A recent report that the President had rejected a strange bill containing special fund to complete a notorious money gulper called Ajaokuta Steel project should not be twisted as a bad idea. It is good for the over-all health of the economy at this time.
At a sitting of the Upper Chamber, the Senate President read the President’s letter conveying his refusal to sign into law, the bill for funding completion of the Ajaokuta Steel project.
In his letter, President Buhari told the representatives of the people that the major reason for declining assent to the Ajaokuta funding bill was a clause in the draft law to allocate a whopping one billion dollars (I billion USD) from the Excess Crude Account (ECA).
The President submitted that, “it is not the best strategic option at this time of budgetary constraints, with competing needs.” Besides, he said that as the ECA belongs to the Federation, there was a prior need to consult the National Economic Council, which involves all the states.
According to him, other stakeholders that should have been consulted were the Ministry of Mines and Power, and the Ministry of Industry, Trade and Investment.
The President noted that these inputs were necessary to create the optimal legal regulatory framework, as well as the institutional mechanism to adequately regulate the steel sector. He also made a point concerning fiscal discipline in stating that such bills seeking to make appropriation of revenue to fund public expenditure should be included in the annual appropriation bill to ensure the mandatory scrutiny by the National Assembly and relevant ministries, departments and agencies.
In the case of Ajaokuta, the President’s reasons are valid but if the points are taken one by one, it becomes apparent that they are but inputs by the executive, which can be considered and incorporated in the final version of the law that emerges.
The legislature should, as it is conventional, cast its net wide to involve all stakeholders in the process of lawmaking.

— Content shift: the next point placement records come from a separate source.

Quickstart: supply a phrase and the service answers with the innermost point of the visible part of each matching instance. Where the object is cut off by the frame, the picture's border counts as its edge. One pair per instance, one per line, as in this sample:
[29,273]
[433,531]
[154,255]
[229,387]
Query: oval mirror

It is that inclusion that provides the opportunity for relevant agencies of the government to contribute and advise the establishment about the status quo and extant laws.
One reason that recurred in most of the cases was duplication of functions in existing agencies. It is generally accepted that amendments to existing laws become necessary to cater for the ever-changing political and economic situation.
What is discernible from this instance is that there has been a communication gap between the executive and the legislature in the context of lawmaking for the common good.
In either case, if there is cordial relationship between the two arms of government, the differences can be resolved, in the interest of the country. The Ajaokuta Steel project is too important to be subjected to a mere letter of rejection of a funding bill by the president.
The governing party and their caucuses in the bicameral legislature should have bridged the communication gaps that have always led to rejection of many bills – sometimes for reasons that could have been taken care of with good lobbying among other policy instruments and strategy.
It is an arduous process to get a bill through committee assessment, public hearings, first and second readings to approval in plenary by each chamber.
Therefore, it is understandable that members of the federal legislature would not be happy when a bill is rejected by the executive arm. But they too should consider the economic climate of the country while making laws that will create more bureaucracies that can overstress the lean national income.
Besides, why has the angst of the legislators not galvanized them into invoking their powers to over-ride the President’s veto even once in recent time? It is ironic that members who passed bills for the welfare and progress of the nation and the citizens, including themselves, would withdraw into hibernation mode when it becomes necessary to assert their locus and status in the tripod of democratic governance.
In this, they have been failing the people who elected them. They need to do some introspection about their own consensus building mechanism? Can’t they too overcome primordial sentiments? Did the National Assembly require any further impetus for individual members to set aside partisan political considerations and act in the interest of the nation?
The Ajaokuta Bill and the seven others rejected by the President recently were passed in 2018. In this period of transition, the golden opportunity for the Eighth Assembly to engrave itself in the annals of democratic governance in Nigeria may have been lost.
Meanwhile, the executive arm and indeed the presidency should note that the nation has not witnessed robust Executive Bills to the Eighth Assembly that will round off its session in June this year. And there is a sense in which citizens can understand serial rejection of bills to mean that most of the bills rejected have been Private Member Bills, which the presidency did not know much about beyond public hearings that they hardly attend. This too is a sad commentary on national productivity and public policy development – that normally flow from provisions of robust laws.
The Ninth Assembly and the Executive arm that will be in place from May 29, 2019 should note the effects of the aforementioned low productivity on national development since 2015.